Successful marathoners must overcome their mental and physical fears and self-doubt to finish marathons. Sometimes, they must face “The Wall” during the race. Runners hit “The Wall” between 18 to 20 miles of a 26.2-mile marathon. Successful marathoners must also deal with The Wall in uncontrollable and unpredictable environments, such as heat, cold, rain, snow, steep hills, and high altitudes. They must mentally overcome all of these obstacles to be successful. They must learn to extend and push through their comfort zone.
-Anthony Reed, Speaker, CPA, PC
The above quote comes from the description of Mr. Reed’s speech, “Change Management Lessons From Some of the World’s Toughest Marathons.”
Having ran the Chicago marathon myself, his comparison of managing unexpected career change to managing a marathon really hit home for me. His point about mentally overcoming unexpected hurdles is so very key.
But how DOES one mentally overcome unexpected obstacles?

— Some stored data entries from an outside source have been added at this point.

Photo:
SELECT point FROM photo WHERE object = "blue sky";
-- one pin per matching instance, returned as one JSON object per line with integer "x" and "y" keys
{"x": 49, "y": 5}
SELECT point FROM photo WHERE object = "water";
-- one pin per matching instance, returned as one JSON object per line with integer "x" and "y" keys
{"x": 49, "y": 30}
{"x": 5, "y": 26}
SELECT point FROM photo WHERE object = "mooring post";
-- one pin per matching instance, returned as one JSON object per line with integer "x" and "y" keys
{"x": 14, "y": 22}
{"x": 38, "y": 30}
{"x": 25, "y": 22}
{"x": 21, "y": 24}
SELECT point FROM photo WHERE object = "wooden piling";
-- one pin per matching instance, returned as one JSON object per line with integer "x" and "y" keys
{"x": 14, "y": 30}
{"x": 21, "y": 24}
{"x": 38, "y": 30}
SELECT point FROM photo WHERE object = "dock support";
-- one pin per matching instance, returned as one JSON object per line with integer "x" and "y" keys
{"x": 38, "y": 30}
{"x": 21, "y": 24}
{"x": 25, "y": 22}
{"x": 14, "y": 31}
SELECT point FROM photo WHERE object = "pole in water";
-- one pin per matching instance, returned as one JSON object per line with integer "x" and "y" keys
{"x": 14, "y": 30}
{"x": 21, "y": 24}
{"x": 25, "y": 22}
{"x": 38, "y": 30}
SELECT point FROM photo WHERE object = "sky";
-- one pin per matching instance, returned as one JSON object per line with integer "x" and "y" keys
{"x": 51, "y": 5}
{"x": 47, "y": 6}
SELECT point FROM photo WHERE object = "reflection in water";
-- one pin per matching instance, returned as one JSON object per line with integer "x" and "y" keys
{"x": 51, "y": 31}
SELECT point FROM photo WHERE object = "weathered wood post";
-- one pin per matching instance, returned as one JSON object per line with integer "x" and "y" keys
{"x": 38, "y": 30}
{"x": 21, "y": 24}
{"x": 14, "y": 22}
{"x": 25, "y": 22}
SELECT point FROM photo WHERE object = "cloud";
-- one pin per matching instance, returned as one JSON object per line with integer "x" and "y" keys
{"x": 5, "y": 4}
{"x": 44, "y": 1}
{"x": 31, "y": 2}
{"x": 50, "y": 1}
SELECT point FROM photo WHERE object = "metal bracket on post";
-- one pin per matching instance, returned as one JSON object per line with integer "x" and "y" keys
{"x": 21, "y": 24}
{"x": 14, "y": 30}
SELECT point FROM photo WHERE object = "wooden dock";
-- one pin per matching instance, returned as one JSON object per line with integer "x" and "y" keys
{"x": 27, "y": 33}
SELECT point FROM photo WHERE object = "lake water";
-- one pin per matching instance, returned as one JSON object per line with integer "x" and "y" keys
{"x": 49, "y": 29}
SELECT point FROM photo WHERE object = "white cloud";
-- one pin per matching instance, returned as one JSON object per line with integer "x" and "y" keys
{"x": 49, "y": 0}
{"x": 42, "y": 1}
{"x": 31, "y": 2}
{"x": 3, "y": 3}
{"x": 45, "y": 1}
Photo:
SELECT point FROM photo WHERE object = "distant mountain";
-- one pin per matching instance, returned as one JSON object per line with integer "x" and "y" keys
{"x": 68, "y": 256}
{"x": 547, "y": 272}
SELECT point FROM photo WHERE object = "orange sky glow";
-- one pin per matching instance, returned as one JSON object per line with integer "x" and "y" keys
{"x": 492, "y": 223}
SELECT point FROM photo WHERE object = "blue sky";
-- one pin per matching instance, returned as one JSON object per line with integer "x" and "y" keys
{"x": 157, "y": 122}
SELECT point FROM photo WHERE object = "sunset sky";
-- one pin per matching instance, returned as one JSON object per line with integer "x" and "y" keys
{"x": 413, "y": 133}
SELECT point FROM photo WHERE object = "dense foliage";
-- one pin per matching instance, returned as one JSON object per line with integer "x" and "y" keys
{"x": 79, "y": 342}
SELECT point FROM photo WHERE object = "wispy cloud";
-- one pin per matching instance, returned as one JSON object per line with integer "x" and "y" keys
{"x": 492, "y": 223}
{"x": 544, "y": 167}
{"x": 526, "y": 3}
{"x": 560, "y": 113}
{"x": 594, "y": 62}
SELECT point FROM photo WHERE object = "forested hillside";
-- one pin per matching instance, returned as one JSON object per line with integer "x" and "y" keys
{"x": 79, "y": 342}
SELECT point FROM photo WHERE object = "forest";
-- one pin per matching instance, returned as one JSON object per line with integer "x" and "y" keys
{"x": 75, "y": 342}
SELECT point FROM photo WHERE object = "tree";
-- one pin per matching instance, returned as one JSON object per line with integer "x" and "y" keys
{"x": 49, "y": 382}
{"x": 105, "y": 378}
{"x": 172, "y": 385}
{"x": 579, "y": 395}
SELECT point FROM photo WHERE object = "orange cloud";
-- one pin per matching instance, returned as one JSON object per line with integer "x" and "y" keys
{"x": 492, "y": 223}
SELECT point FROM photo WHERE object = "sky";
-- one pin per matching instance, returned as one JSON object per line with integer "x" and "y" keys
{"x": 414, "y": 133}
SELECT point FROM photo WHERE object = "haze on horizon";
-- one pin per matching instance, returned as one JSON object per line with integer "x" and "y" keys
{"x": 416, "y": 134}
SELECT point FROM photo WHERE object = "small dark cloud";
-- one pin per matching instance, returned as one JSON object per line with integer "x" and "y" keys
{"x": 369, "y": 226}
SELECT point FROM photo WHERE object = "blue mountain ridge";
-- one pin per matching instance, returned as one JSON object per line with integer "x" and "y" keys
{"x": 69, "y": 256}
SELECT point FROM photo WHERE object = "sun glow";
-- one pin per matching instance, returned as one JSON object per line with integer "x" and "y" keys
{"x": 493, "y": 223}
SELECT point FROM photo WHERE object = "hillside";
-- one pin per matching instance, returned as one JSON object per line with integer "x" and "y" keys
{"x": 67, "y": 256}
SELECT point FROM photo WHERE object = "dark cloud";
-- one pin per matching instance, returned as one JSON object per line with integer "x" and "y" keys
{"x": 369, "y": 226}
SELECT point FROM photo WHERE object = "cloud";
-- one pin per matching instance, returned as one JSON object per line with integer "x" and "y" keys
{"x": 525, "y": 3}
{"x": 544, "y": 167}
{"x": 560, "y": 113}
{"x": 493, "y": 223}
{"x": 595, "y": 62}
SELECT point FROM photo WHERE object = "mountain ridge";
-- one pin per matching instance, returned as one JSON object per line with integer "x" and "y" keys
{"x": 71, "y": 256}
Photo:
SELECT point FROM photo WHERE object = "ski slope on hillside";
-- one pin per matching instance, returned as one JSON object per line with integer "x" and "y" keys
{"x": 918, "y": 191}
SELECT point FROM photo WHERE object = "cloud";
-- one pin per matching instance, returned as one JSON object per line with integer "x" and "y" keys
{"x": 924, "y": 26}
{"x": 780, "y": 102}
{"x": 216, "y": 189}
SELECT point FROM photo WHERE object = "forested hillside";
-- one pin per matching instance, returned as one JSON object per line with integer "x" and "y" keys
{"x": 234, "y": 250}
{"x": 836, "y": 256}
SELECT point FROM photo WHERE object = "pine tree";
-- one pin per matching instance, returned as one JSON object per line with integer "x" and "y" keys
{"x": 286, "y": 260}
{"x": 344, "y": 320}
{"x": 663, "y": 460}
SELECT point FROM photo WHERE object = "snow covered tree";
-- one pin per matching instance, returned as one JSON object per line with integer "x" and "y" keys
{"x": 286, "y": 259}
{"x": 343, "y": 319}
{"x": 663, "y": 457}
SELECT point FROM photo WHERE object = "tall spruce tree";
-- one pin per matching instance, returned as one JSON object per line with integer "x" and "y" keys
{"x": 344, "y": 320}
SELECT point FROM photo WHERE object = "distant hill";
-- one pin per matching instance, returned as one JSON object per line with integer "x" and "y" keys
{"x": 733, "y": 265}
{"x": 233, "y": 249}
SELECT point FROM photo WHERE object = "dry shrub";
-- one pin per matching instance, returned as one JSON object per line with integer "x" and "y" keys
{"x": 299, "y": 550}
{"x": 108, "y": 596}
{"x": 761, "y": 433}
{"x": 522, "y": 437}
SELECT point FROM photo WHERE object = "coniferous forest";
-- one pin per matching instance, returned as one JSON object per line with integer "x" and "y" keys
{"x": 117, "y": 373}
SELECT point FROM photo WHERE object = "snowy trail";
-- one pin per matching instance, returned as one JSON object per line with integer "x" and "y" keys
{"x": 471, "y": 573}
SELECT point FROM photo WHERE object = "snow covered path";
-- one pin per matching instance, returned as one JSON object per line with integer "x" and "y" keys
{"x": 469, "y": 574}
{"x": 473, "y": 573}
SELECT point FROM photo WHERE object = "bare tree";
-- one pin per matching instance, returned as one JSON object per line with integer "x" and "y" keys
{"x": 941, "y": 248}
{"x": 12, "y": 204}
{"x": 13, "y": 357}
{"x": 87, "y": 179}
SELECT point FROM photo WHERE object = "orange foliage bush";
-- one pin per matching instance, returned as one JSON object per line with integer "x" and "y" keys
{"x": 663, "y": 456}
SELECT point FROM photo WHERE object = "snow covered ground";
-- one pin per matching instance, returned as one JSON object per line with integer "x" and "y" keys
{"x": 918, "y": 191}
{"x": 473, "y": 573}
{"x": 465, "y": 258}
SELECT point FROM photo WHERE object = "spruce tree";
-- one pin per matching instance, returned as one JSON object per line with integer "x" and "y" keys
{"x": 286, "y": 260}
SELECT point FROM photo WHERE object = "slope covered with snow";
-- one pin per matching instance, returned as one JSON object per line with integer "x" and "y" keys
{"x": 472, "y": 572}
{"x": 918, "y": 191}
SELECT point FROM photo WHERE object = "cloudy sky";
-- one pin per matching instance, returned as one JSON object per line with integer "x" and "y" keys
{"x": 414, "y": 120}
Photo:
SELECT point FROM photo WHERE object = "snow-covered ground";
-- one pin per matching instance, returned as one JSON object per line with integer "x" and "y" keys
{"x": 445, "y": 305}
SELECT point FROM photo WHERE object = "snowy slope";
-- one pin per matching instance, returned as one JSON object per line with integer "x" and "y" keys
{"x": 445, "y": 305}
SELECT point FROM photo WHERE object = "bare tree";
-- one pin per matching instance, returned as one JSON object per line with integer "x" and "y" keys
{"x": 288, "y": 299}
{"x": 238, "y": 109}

In my opinion, the answer is training.
I trained and trained and trained for the Chicago marathon. I tried different kinds of terrain, ran in different kinds of weather, and carried extra packets of energy GU so that I would be ready to push through the pain and keep my eye on the goal.
The same thing indeed goes for managing career change. It may sound cliched, but you have to expect the unexpected – and be self aware of how you’re going to act in the moment. This is one of the major themes in my book, RINGMASTER, which I like to think is training for career change in and of itself.
How have you trained yourself to be ready for change that might find its way into your career?